Another official said that he “liked the idea” of waiting for the National Archives to publish the documents. This idea was dropped when it emerged that the files were not being transferred to the National Archive and that “were it not for the (infected blood) review they would be destroyed.”
The information, eventually released to Evans in October 2018, includes an official read-out of a conversation from 1990 between Ken Clarke and the chief secretary of the Treasury about a legal case taken by haemophiliacs infected by HIV. In the course of the conversation the then health secretary was reported to have said “that some of the cases against health authorities” were “in fact straightforward medical negligence cases.”
The infected blood inquiry, which began in 2017, has been dogged by questions over access to official documents. In September, the Treasury was criticised for refusing to publish key documents about the treatment of haemophiliacs infected by the NHS with HIV on the grounds that it would be “disruptive” and the material might be “distorted” by the media.
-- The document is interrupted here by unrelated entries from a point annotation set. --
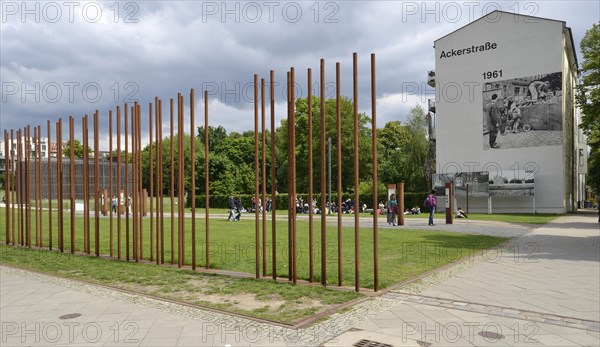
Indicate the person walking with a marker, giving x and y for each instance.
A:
(392, 207)
(494, 114)
(231, 205)
(238, 208)
(431, 202)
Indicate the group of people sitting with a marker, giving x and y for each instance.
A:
(414, 210)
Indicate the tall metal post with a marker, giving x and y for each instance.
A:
(7, 187)
(160, 184)
(273, 185)
(375, 181)
(72, 178)
(110, 182)
(338, 123)
(311, 255)
(264, 177)
(323, 179)
(49, 173)
(256, 176)
(126, 197)
(86, 185)
(193, 169)
(356, 178)
(172, 186)
(134, 192)
(28, 185)
(206, 181)
(180, 182)
(59, 189)
(12, 185)
(151, 173)
(119, 183)
(294, 196)
(97, 186)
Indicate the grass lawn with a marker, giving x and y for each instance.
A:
(539, 218)
(403, 254)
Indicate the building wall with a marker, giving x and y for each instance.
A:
(526, 49)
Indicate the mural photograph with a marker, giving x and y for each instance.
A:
(474, 184)
(513, 183)
(523, 112)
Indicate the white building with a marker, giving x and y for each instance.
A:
(513, 75)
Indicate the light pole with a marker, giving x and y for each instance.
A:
(329, 172)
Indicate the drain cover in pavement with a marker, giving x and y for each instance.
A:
(491, 335)
(369, 343)
(70, 316)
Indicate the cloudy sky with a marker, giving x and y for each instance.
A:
(74, 57)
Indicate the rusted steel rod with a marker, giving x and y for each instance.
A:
(97, 186)
(28, 185)
(59, 190)
(20, 187)
(119, 183)
(126, 196)
(72, 178)
(7, 186)
(311, 253)
(160, 184)
(256, 176)
(263, 177)
(323, 178)
(293, 183)
(172, 185)
(193, 174)
(151, 174)
(110, 183)
(180, 182)
(49, 173)
(134, 198)
(140, 193)
(36, 183)
(291, 202)
(374, 149)
(356, 176)
(338, 123)
(206, 182)
(273, 185)
(12, 185)
(86, 196)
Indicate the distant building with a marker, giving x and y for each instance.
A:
(505, 104)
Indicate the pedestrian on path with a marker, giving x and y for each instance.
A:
(431, 202)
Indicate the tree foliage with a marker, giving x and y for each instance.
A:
(588, 99)
(302, 145)
(403, 151)
(77, 149)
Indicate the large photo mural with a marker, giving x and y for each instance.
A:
(523, 112)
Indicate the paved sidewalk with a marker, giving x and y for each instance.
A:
(543, 289)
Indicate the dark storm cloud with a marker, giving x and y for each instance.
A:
(141, 49)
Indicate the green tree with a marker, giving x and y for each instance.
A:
(403, 151)
(216, 135)
(77, 149)
(347, 144)
(588, 99)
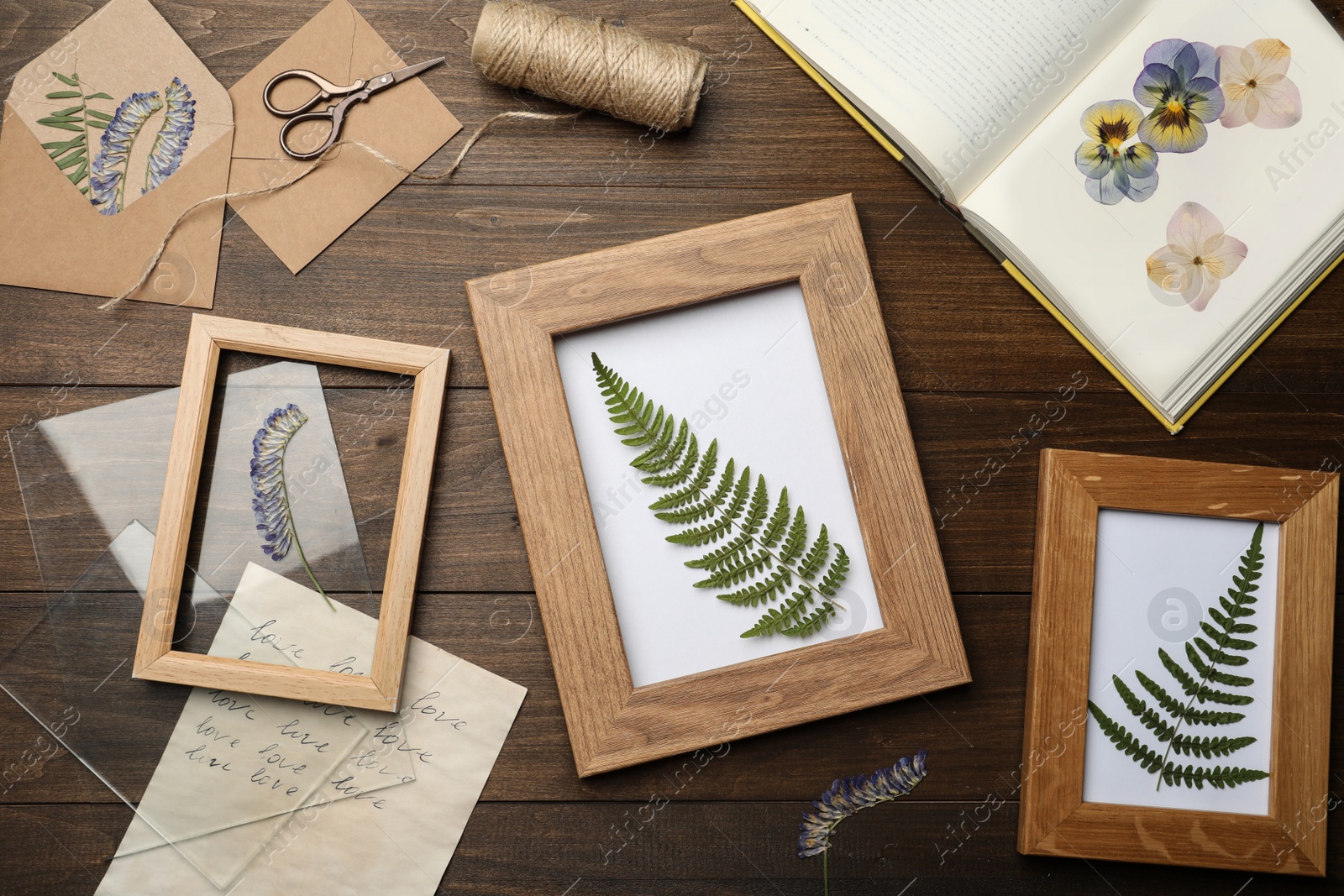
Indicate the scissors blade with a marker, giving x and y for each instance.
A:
(393, 78)
(410, 71)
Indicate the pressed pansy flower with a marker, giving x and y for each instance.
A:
(107, 175)
(174, 134)
(1179, 83)
(1196, 258)
(1256, 86)
(270, 492)
(1117, 164)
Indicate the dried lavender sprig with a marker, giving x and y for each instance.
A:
(270, 501)
(848, 795)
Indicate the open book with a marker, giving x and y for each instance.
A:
(1167, 177)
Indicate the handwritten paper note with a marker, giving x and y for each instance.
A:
(385, 819)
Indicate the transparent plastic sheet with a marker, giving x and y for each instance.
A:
(92, 483)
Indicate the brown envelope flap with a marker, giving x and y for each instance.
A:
(58, 241)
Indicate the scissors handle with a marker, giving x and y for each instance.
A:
(335, 114)
(326, 90)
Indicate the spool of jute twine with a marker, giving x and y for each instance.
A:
(589, 63)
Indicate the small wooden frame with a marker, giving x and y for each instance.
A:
(1054, 819)
(517, 316)
(381, 689)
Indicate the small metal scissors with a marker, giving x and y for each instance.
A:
(355, 93)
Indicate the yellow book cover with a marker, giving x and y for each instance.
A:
(1175, 421)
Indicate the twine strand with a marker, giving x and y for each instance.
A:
(261, 191)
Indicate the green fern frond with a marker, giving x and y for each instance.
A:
(1216, 656)
(725, 555)
(1209, 656)
(797, 537)
(812, 622)
(1126, 741)
(784, 617)
(689, 458)
(696, 512)
(1209, 747)
(761, 591)
(1140, 710)
(1210, 672)
(835, 575)
(739, 571)
(763, 550)
(652, 459)
(779, 521)
(1216, 777)
(711, 532)
(1234, 644)
(816, 555)
(703, 476)
(1189, 715)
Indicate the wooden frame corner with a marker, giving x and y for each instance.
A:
(1054, 820)
(155, 658)
(517, 316)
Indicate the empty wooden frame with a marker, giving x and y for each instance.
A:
(517, 316)
(1054, 820)
(381, 689)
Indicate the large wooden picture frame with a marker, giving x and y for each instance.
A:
(1054, 820)
(381, 689)
(517, 316)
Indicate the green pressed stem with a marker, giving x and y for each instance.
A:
(293, 530)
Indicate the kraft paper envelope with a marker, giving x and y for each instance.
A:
(405, 123)
(107, 139)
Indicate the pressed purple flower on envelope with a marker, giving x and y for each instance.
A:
(108, 174)
(174, 134)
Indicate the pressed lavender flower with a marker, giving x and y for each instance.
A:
(174, 134)
(270, 501)
(848, 795)
(108, 183)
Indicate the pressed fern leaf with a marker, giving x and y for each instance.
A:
(765, 551)
(1222, 647)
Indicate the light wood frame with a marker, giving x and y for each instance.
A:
(517, 316)
(1054, 820)
(381, 689)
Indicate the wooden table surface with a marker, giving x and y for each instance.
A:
(978, 359)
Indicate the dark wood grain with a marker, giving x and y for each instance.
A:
(976, 356)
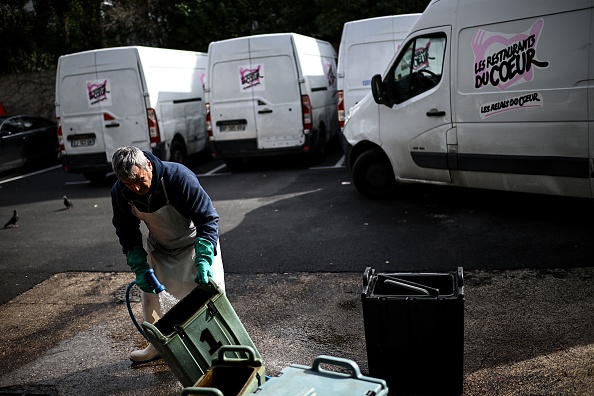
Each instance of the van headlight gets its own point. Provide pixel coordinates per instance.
(348, 116)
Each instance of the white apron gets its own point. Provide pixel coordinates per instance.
(171, 254)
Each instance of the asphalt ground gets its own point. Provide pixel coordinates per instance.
(526, 332)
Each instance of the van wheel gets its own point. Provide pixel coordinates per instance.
(373, 176)
(177, 152)
(95, 177)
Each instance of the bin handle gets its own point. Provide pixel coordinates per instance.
(252, 360)
(367, 274)
(411, 285)
(193, 390)
(346, 363)
(406, 286)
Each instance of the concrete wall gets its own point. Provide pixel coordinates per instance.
(29, 93)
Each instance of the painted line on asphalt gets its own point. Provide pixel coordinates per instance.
(213, 172)
(30, 174)
(339, 164)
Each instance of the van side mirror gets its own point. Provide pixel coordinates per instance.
(380, 92)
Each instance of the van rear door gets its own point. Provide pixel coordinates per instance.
(102, 102)
(257, 94)
(277, 99)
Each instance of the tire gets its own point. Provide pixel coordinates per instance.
(177, 152)
(233, 163)
(373, 176)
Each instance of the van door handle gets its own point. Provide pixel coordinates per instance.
(435, 113)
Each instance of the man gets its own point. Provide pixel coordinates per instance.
(182, 243)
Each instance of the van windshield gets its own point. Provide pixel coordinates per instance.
(419, 67)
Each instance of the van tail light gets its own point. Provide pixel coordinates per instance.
(61, 138)
(341, 109)
(307, 114)
(209, 123)
(154, 133)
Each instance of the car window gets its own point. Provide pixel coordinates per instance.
(11, 126)
(30, 123)
(419, 68)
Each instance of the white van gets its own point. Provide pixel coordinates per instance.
(482, 94)
(366, 47)
(152, 98)
(271, 94)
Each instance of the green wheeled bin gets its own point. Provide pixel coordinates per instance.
(191, 333)
(230, 376)
(414, 331)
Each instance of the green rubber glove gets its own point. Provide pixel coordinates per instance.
(204, 258)
(136, 258)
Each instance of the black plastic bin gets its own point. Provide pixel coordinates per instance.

Around 3,000 haemophiliacs have died after being given contaminated blood imported from the US in the 1970s and 1980s.
Des Collins, a partner at Collins Solicitors who represents more than 1,400 families infected and affected by the contaminated blood scandal, said: “We’ve long been disappointed in the government’s approach to good faith requests under the Freedom of Information Act. Their promise of transparency to thousands of people infected and affected by the contaminated blood scandal appears never to have come to fruition.
“All the while, these families desperately await details of conduct that has lain hidden from scrutiny for up to 40 years. So much for ‘freedom’ of the information they are wholly justified in seeking. The Cabinet Office’s deliberate policy approach evidently fails to serve the public interest and has to stop.”
The British government was last month accused of running an ‘Orwellian’ operation after a new openDemocracy report exposed how departments and non-departmental public bodies have been referring ‘sensitive’ FOI requests from journalists and researchers to the Clearing House. The Cabinet Office unit circulates lists of journalists across Whitehall, which legal experts say could be a breach of data laws.
openDemocracy can also reveal that the FOI regulator, the Information Commissioner, received a complaint about the Clearing House operation in 2018.
The complainant wrote to the ICO about “what appears to be an anti-transparency unit that monitors the activities of journalists, campaigners and politicians to help the government prevent the disclosure of information that might be considered damaging or embarrassing”. The regulator chose not to open an investigation.
openDemocracy, represented by the law firm Leigh Day, will be submitting evidence to an information tribunal hearing to determine whether information about the Clearing House should be made public.
The Clearing House has been in operation since the Freedom of Information Act came into force in 2005. FOI is supposed to be “applicant blind” – meaning it should not matter who makes a request – but new documents unearthed by openDemocracy show that Whitehall departments have previously been told to seek advice from the Clearing House for FOI requests from “news media, MPs, organised campaigns and groups”.
A government spokesperson, who declined to answer specific questions, said: "The Cabinet Office plays an important role through the FOI Clearing House of ensuring there is a standard approach across Government in the way we consider and respond to requests.
"The government is committed to its transparency agenda, routinely discloses information beyond its obligations under the FOI Act, and is releasing more proactive publications than ever before.
“With increasing transparency, we receive increasingly more complex requests under Freedom of Information. We must balance the public need to make information available with our duty to protect sensitive information."